Taking the line that normally went into ATEM and plugging into a monitor/TV actually worked fine so I started to assume something was wrong with the ATEM. Out of curiosity I plugged 3 different PC systems directly into each of the ATEM ports bypassing the extrons and it actually worked fine. At this point I assumed the ATEM and extron/lindy boxes weren't playing nice anymore(which is weird considering they worked fine for years and actually just the morning of kinda) and decided to try running a blueray player in lieu of a PC through the full extron/lindy setup and that.... worked fine.

Also just to add in every cable was replaced in case there was some failure there, also all the linda/extron boxes were swapped out for fresh ones just as a test as well.

So I'm in this situation where the only thing not functioning is a PC (have tested Mac OS, Win 7/9/10) specifically being run through the extron setup (unfortunately don't have any alternate Video->Ethernet systems to test). If there's anyone out there who has any idea of why the sudden failure of this setup please throw me a bone as myself and anyone else I know well versed in video systems is totally stumped.


----------



## RonHebbard (Nov 14, 2017)

Clayton said:


> Hi CB I've exhausted my network of peers with what Ill call a recent video system failure and am completely stumped on how to fix it outside of buying a new mixer. First Ill talk a bit about the setup and then go into the story/issue.
> 
> On stage has a extron 230 tx box(which accepts both vga and hdmi) which goes into a extron 230 rx in the control booth and passes through a lindy edid/ddc emulator and then goes into the ATEM Television Studio via hdmi.

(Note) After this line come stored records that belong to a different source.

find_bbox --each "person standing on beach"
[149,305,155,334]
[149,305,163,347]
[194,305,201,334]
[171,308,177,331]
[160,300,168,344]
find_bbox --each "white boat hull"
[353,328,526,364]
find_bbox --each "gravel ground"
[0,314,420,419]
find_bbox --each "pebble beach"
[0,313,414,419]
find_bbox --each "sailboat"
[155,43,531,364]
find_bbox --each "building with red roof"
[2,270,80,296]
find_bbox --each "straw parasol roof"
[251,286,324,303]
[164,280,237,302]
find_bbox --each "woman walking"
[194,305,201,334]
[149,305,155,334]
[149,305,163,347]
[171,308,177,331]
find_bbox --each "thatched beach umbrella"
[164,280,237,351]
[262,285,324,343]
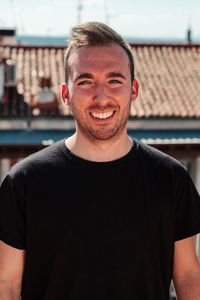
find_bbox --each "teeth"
[91,111,113,119]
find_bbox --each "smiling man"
[0,22,200,300]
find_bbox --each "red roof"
[0,44,200,118]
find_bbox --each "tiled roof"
[0,44,200,118]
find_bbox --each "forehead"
[68,44,130,75]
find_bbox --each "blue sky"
[0,0,200,41]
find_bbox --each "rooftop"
[0,44,200,119]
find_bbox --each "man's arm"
[0,241,25,300]
[173,237,200,300]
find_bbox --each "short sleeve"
[0,175,26,249]
[174,168,200,241]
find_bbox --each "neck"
[65,132,133,162]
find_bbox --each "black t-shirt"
[0,140,200,300]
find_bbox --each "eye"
[108,79,122,86]
[78,80,92,85]
[110,79,121,83]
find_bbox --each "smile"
[90,111,115,120]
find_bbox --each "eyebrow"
[75,72,126,82]
[106,72,126,79]
[75,73,93,82]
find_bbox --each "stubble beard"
[72,100,131,144]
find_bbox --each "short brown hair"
[64,22,134,82]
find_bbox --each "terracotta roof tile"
[0,44,200,118]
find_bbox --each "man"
[0,22,200,300]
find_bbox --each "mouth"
[90,110,115,120]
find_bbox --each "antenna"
[104,0,110,25]
[77,0,83,25]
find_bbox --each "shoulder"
[8,140,65,179]
[135,141,187,174]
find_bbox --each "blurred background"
[0,0,200,43]
[0,0,200,299]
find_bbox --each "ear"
[61,82,71,105]
[131,79,139,101]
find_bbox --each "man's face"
[63,44,137,141]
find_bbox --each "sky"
[0,0,200,41]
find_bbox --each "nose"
[93,84,110,105]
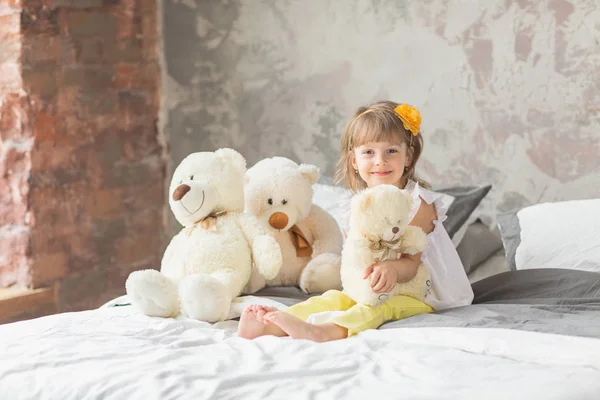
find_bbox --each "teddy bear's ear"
[215,149,246,174]
[360,192,373,212]
[298,164,320,185]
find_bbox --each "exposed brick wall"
[0,0,165,311]
[0,0,33,287]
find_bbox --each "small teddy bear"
[125,149,282,322]
[244,157,343,293]
[341,185,431,306]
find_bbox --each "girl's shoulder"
[404,180,454,222]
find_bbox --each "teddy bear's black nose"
[173,185,192,201]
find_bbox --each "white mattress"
[0,307,600,400]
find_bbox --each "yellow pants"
[285,290,433,337]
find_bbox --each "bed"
[0,186,600,400]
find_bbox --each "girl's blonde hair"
[335,101,431,193]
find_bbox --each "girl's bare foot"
[264,310,348,342]
[238,305,286,339]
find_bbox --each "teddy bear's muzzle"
[173,184,192,201]
[269,211,289,230]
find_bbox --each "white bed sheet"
[0,307,600,400]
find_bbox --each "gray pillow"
[456,220,502,274]
[435,185,492,237]
[497,210,521,271]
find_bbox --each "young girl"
[238,101,473,342]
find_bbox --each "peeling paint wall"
[163,0,600,233]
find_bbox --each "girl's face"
[352,142,411,189]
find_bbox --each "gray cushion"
[435,185,492,237]
[497,210,521,271]
[456,220,502,274]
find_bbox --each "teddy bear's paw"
[179,274,232,323]
[299,253,342,293]
[252,235,283,280]
[125,269,179,318]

A couple weeks ago the VGA connection stopped working (the extrons both seemed to be happy claiming they were receiving a video signal however nothing on the ATEM) however the HDMI worked fine. Last week I went to trouble shoot the VGA connection and the HDMI decided to stop working part way through the day (same situation as the VGA).
> 
> ...


 @Clayton O.K., I'll bite. Is your power solid? All power connections solid? No one, and / or systems are interrupting your power? I'm sure that's a dumb question but rarely a bad place to start. An A/V system I installed in downtown Toronto included 6 of Lyntech's largest sequencing panels located in pairs in three elevations of the facility. The electrical contractor needed one single pole 15 Amp 120 VAC circuit to power the automation contractor's PC and grabbed the closest circuit he could find, a spare 15 Amp breaker in one of our 5th floor sequencing panels. _How odd._ Every time the IA Head of Audio powered down his system, the automation PC would crash and burn. Go figure huh? After the consulting electrical PEng finished tearing a new anal orifice in the electrical foreman, I told him he could easily and quickly solve his problem by simply removing our unused spare motor-operated breaker from our panel and replacing it with a standard, non-motorized, breaker from his existing stock. It took only seconds for the electrical foreman to consider my suggestion and only moments longer for him to bark into his radio and summon a journeyman to exchange the breaker. 
End of problem and we gained a spare motor operated Square D breaker in the bottom of our panel for future use.
Toodleoo!
Ron Hebbard. (Also in Canada)


----------